I'm planning to host a website and want to use HBase as my DB. The website is a photo sharing/hosting thing and I do not want to use any RDBMS. I want to get some experience on hosting, learning HBase and the issues that are faced and fixed by web developers and backend designers.

In short, I want to create and host a website in Python + HBase for the purpose of learning them

I've experience with EC2 and S3 and I would be using aws as the infrastructure.

What I'm thinking of reserving:

  • 3 default (1.7 G) instances for HBase
  • 3 more for webserver + memcached if necessary

I want to figure out if they are okay to start with. Of course, with time, I would do benchmarks, code optimisation and buy larger instances (if I can afford them) if required.

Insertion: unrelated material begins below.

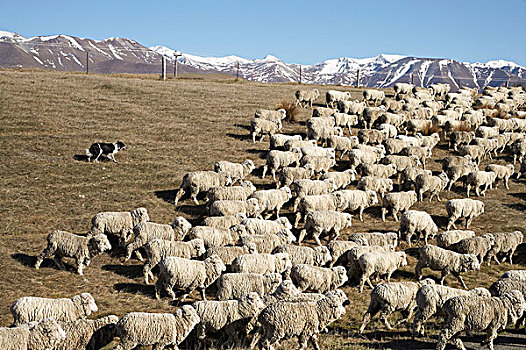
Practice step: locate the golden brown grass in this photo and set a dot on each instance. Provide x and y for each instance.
(170, 128)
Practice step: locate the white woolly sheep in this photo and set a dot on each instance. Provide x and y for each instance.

As of now, do the above specs look okay if targeted for 1000 users?

The users will be viewing photographs or adding comments apart from uploading their pics. Assume that one user upoloads 20 photos per week on average.

I'm looking for answers like : "No, HBase can run in just one medium size instance for thousand users...." Or "oh my god only 3 default servers for 1000 users..."

1

1 Answers

3
votes

1000 users total, or 1000 users concurrent? Your setup should be fine for 1000 users total.

As for HBase on EC2: I would highly recommend running HBase on Elastic Map Reduce (http://aws.typepad.com/aws/2012/06/apache-hbase-on-emr.html). Doing it that way would save you hours having to configure your own EC2 clusters. Believe me, I've done it both ways and can't recommend the EMR approach enough. :)